# POET

This is the official repo for the paper [Reasoning Like Program Executors](https://arxiv.org/pdf/2201.11473.pdf).

## Pre-training Corpus

You can find the pre-training SQL corpus from [here](https://drive.google.com/file/d/1dg3NwPT2vWTcj2rx7S6GN8x5EywZiXQr), the pre-training Math corpus from [here](https://huggingface.co/datasets/SivilTaram/poet-math). 
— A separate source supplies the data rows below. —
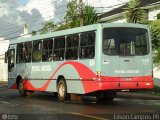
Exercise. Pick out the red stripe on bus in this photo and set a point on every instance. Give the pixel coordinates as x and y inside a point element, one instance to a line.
<point>105,83</point>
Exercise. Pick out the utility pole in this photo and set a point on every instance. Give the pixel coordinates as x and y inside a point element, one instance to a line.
<point>81,12</point>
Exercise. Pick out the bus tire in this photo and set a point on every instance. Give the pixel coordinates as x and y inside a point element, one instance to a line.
<point>100,96</point>
<point>62,90</point>
<point>21,90</point>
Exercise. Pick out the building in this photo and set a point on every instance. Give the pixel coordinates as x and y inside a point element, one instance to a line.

The pre-training SQL corpus can be synthesized following the same procedure as done in [TAPEX](https://github.com/microsoft/Table-Pretraining#-synthesize-your-own-pre-training-data) with the `expand_numbers_in_text` function below:

```python
def expand_numbers_in_text(text, delim=" ", ignore_chars=[","], reverse_num=False):
    number_pattern = r"[-+]?[.]?[\d]+(,\d+)*[\.]?\d*(?:[eE][-+]?\d+)?%?"
    num_char_spans = [(m.start(0), m.end(0)) for m in re.finditer(number_pattern, text)]
    if len(num_char_spans) == 0: return text
    out_text = ""
    last_e = -1
    for i, (s, e) in enumerate(num_char_spans):
        out_text += text[:s] if i == 0 else text[last_e:s]
        num_str = delim.join([c for c in list(text[s:e]) if c not in ignore_chars])
        out_text += num_str if not reverse_num else num_str[::-1]
        last_e = e
    out_text += text[last_e:]  # append rest
    return out_text
```

The pre-training Math corpus can be synthesized by the script [synthesize_math_corpus.py](synthesize_math_corpus.py).
The pre-training Logic corpus can be synthesized by the script [synthesize_logic_corpus.py](synthesize_logic_corpus.py).
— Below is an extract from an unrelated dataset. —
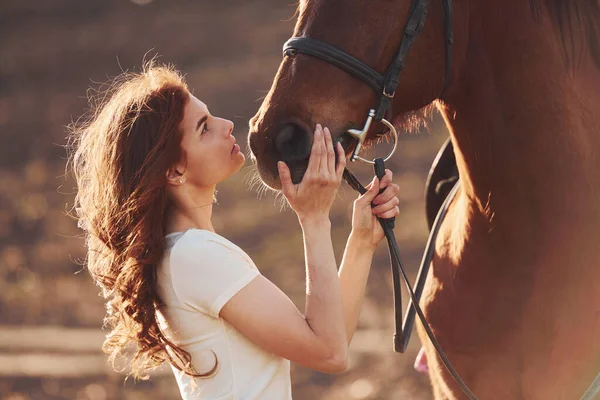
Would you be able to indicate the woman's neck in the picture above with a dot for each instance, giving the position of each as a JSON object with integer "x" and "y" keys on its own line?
{"x": 193, "y": 209}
For all BART-based experiments, we use the [fairseq](https://github.com/facebookresearch/fairseq) implementation, which means that you can prepare the dataset as the following format:
```
|- dataset
    |- train.src
    |- train.tgt
    |- valid.src
    |- valid.tgt
```

After necessary preprocessing (you can follow the official guide in fairseq machin translation task), you can use the following script to train the model:

```shell
fairseq-train dataset/bin/ \
    --save-dir models \
    --tensorboard-logdir tensorboard_logs \
    --restore-file BART-large/model.pt \
    --arch bart_large \
    --task translation \
    --maximize-best-checkpoint-metric \
    --criterion label_smoothed_cross_entropy  \
    --source-lang src  \
    --target-lang tgt  \
    --label-smoothing 0.1  \
    --max-tokens 1536 \
    --validate-interval	50 \
    --save-interval	50 \
    --save-interval-updates	3001 \
    --validate-interval-updates 3001 \
    --keep-interval-updates 5 \
    --update-freq 16 \
    --warmup-updates 500  \
    --max-update 20000  \
    --total-num-update 20000  \
    --required-batch-size-multiple 1  \
    --dropout 0.1  \
    --attention-dropout 0.1  \
    --relu-dropout 0.0  \
    --weight-decay 0.01  \
    --optimizer adam  \
    --adam-betas "(0.9, 0.999)"  \
    --adam-eps 1e-08  \
    --clip-norm 0.1  \
    --lr-scheduler polynomial_decay  \
    --lr 3e-5  \
    --ddp-backend no_c10d  \
    --num-workers 1  \
    --reset-meters  \
    --reset-optimizer \
    --reset-dataloader \
    --share-all-embeddings \
    --layernorm-embedding \
    --share-decoder-input-output-embed  \
    --skip-invalid-size-inputs-valid-test  \
    --log-format json  \
    --log-interval 10  \
    --patience 10 \
    --keep-best-checkpoints 1 \
    --report-accuracy \
    --no-epoch-checkpoints \
    --no-last-checkpoints \
    --no-save-optimizer-state
```

## Pre-trained Model Weights

You can find all the available POET model weights at [Huggingface Hub](https://huggingface.co/models?search=siviltaram/poet).
For all these models, you can try to fine-tune them as the vanilla models. And these models are pre-trained on the following format of `natural context` and `sentence`:

```
[sentence] col : [natural context]
```

where `[sentence]` is usually the question in the task, and `[natural context]` is usually the passage in the task. Please refer to our paper for more details.